Die ganze Größe und Vielfalt der Côte d'Or

Domaine Marquis d‘Angerville
Volnay

Guillaume d'Angerville ist völlig aus dem Häuschen ob der grandiosen Qualität seiner 2019er, allein die Ertragseinbußen durch Frost und Verrieselung sind kleine Wermutstropfen. Etwas Regen Anfang August entschädigte für die Hitzeperioden des Sommers und was Guillaume ab dem 12. September unter idealen Bedingungen lesen konnte, war von schlichtweg fantastischer Qualität, klassischer noch als die formidablen 2018er.
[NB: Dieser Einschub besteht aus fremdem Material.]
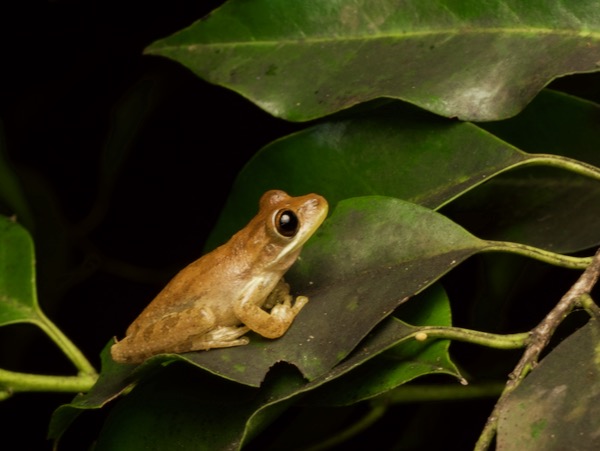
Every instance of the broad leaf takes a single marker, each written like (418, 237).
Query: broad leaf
(195, 408)
(18, 299)
(457, 59)
(557, 406)
(553, 209)
(404, 361)
(414, 156)
(12, 197)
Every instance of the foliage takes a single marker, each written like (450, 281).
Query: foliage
(455, 180)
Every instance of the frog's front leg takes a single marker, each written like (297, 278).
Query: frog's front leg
(275, 323)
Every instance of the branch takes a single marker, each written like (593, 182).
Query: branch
(540, 336)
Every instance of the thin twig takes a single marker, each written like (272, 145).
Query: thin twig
(539, 338)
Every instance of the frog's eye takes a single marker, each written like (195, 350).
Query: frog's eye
(286, 222)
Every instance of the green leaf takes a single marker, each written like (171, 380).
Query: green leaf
(554, 122)
(464, 59)
(18, 299)
(558, 405)
(12, 198)
(399, 152)
(553, 209)
(365, 260)
(180, 405)
(406, 360)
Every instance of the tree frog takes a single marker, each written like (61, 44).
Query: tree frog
(236, 288)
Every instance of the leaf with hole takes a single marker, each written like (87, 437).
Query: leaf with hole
(474, 61)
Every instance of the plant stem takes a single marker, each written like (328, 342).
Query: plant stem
(552, 258)
(68, 348)
(510, 341)
(432, 392)
(569, 164)
(376, 411)
(539, 339)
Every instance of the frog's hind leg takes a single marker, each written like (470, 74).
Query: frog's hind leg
(221, 337)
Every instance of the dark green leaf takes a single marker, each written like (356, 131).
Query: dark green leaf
(12, 198)
(403, 362)
(557, 407)
(552, 209)
(182, 408)
(18, 301)
(394, 151)
(464, 59)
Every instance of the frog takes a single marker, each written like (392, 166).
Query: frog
(238, 287)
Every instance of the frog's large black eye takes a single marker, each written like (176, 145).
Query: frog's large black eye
(286, 222)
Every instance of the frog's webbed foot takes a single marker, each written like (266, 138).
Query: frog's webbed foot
(221, 337)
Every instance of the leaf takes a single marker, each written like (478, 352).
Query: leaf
(196, 411)
(554, 122)
(457, 59)
(558, 405)
(12, 198)
(365, 260)
(18, 299)
(406, 360)
(399, 152)
(195, 408)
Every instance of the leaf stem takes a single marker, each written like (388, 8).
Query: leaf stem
(451, 392)
(569, 164)
(12, 382)
(540, 336)
(376, 411)
(565, 261)
(82, 364)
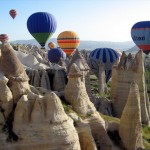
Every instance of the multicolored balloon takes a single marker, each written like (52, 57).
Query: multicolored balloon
(3, 37)
(140, 33)
(41, 26)
(55, 54)
(51, 45)
(13, 13)
(107, 56)
(68, 41)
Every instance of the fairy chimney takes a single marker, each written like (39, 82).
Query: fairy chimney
(41, 122)
(130, 129)
(75, 92)
(14, 71)
(128, 70)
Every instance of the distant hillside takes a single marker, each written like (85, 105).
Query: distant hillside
(88, 45)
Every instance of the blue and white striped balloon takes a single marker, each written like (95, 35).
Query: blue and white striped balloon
(107, 56)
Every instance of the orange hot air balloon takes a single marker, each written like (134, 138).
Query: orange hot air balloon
(13, 13)
(51, 45)
(3, 37)
(68, 41)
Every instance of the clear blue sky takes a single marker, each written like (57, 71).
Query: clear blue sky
(98, 20)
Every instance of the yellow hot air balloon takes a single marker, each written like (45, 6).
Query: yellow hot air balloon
(68, 41)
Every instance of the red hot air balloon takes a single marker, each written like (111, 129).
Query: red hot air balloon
(3, 37)
(13, 13)
(140, 33)
(68, 41)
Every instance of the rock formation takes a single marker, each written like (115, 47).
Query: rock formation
(76, 95)
(6, 98)
(14, 71)
(128, 70)
(41, 123)
(75, 92)
(130, 129)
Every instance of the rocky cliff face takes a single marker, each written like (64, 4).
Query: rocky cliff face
(128, 70)
(37, 120)
(130, 129)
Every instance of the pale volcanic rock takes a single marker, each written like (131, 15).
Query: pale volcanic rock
(85, 136)
(14, 71)
(128, 70)
(6, 98)
(58, 81)
(130, 129)
(43, 124)
(75, 92)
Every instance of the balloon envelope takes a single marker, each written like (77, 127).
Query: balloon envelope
(41, 26)
(55, 54)
(68, 41)
(51, 45)
(13, 13)
(140, 33)
(3, 37)
(106, 55)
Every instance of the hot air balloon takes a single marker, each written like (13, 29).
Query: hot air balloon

Kerngesunde Trauben ergaben lupenrein saubere, klare, fruchtintensive Weine mit intensivem Lagencharakter, jede Menge Grip und Rasse bei exzellenter Konzentration. Ohne Frage bei Angerville ein klassischer Jahrgang im besten Sinne, überragende Qualität in einer bereits in der Jugend enorm verführerischen Stilistik. Der Frémiets zeigt sich hochenergetisch, floral-mineralisch mit verführerischen Topnoten von Minze und Gewürzen. Maskuliner, dunkelfruchtiger  und erdiger, mit kräftigerer Struktur präsentiert sich der Champans, wohingegen der Taillepieds vor allem durch seine Eleganz und Feinheit mit feinen Teearomen besticht. Primus inter pares ist wie so oft die Monopollage Clos des Ducs, er vereint gewissermaßen all die Tugenden der drei anderen Weine und ist zu Recht einer der ernsthaftesten Anwärter auf eine Grand Cru Klassifikation in der Zukunft. Zu guter Letzt wollen wir Ihnen natürlich den Bourgogne Aligoté nicht vorenthalten, ein würzig-mineralischer Wein, der aktuell noch jugendlich verschlossen ist, aber ab kommendem Sommer viel Trinkvergnügen bereiten wird.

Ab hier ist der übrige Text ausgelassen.